É já amanhã que chega a estação do Verão e uma das novidades deste ano em termos de espaços balneares na Madeira é a renovada Praia das Palmeiras, que foi apresentada ontem, pela presidente da Câmara Municipal de Santa Cruz, Élia Ascensão. O resultado das obras não agrada a toda a gente. Nas redes sociais, houve quem criticasse aspectos estéticos, como a pintura do fundo da piscina, e opções técnicas, como a retirada do escorrega em forma de baleia, que já estava desactivado há vários anos. Houve também quem fizesse reparos aos custos. “O orçamento teve uma derrapagem de 95%?”, questionou um cidadão no Facebook, dando a entender que a obra custou mais do que o inicialmente estimado. Será que esta última ideia tem fundamento?

Para esta verificação de factos socorremo-nos das notícias que ao longo dos anos foram publicadas na imprensa regional sobre os planos de obras naquela praia de Santa Cruz. Pelo menos há 11 anos que há reivindicações políticas sobre a necessidade de intervenção naquele espaço balnear. Por exemplo, a 4 de Junho de 2015, o dirigente da CDU Indalécio Santos alertou a situação de toda a zona entre a Praia das Palmeiras e o complexo da Ribeira da Boaventura. “Não há uma aposta por parte da Câmara” para transformar aquelas praias como espaços de excelência, sublinhou.

A 24 de Agosto de 2022, em declaração publicada pelo DIÁRIO, o então presidente da autarquia santa-cruzense, Filipe Sousa anunciava que estava prevista uma intervenção profunda integrada na requalificação da Praia das Palmeiras, mas sem adiantar estimativas de custos.

A 3 de Setembro de 2025, em plena campanha eleitoral, a cabeça-de-lista do JPP à presidência da Câmara Municipal de Santa Cruz, Élia Ascensão, apresentou um projecto de requalificação da Praia das Palmeiras, durante uma visita ao local. Dias depois, o candidato da coligação PSD/CDS, Saturnino Sousa, criticou o executivo camarário do JPP ainda não ter concretizado aquela obra.
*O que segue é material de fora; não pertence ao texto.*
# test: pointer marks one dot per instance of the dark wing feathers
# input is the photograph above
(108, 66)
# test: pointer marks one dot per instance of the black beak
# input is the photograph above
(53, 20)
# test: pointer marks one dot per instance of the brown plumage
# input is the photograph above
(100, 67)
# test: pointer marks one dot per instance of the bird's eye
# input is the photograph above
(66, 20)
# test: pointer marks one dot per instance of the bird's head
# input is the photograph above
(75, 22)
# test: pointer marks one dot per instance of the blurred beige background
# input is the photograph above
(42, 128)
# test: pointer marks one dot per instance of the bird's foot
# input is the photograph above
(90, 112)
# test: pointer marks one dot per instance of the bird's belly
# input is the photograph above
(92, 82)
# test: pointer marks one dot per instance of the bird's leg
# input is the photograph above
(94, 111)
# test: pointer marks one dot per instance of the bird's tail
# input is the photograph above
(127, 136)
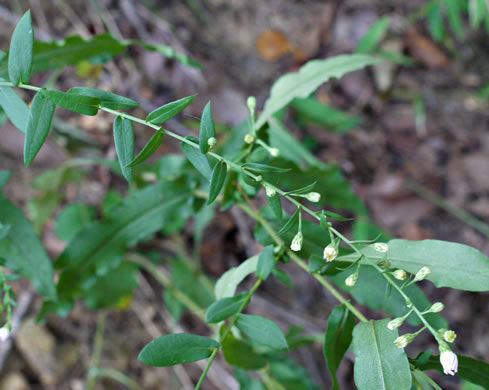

Também nessa altura não foram avançados valores para a obra.

A 13 de Fevereiro do corrente ano, foi publicado no Diário da República o procedimento para a obra de requalificação da Praia das Palmeiras, com um valor base de 555.400 euros (sem IVA). A empreitada viria a ser adjudicada à empresa Obracentímetro e o respectivo contrato assinado a 6 de Abril de 2026, pelo valor de 473.007 euros (sem IVA).

Por esta relação de declarações e de documentos, não se comprova um agravamento nos custos das obras na referida praia de Santa Cruz. Aliás, até aconteceu que o custo da empreitada foi ligeiramente inferior ao valor base do respectivo procedimento. Com base nos elementos disponíveis, conclui-se ser falsa a “derrapagem de 95%” nos encargos com as obras de renovação da Praia das Palmeiras.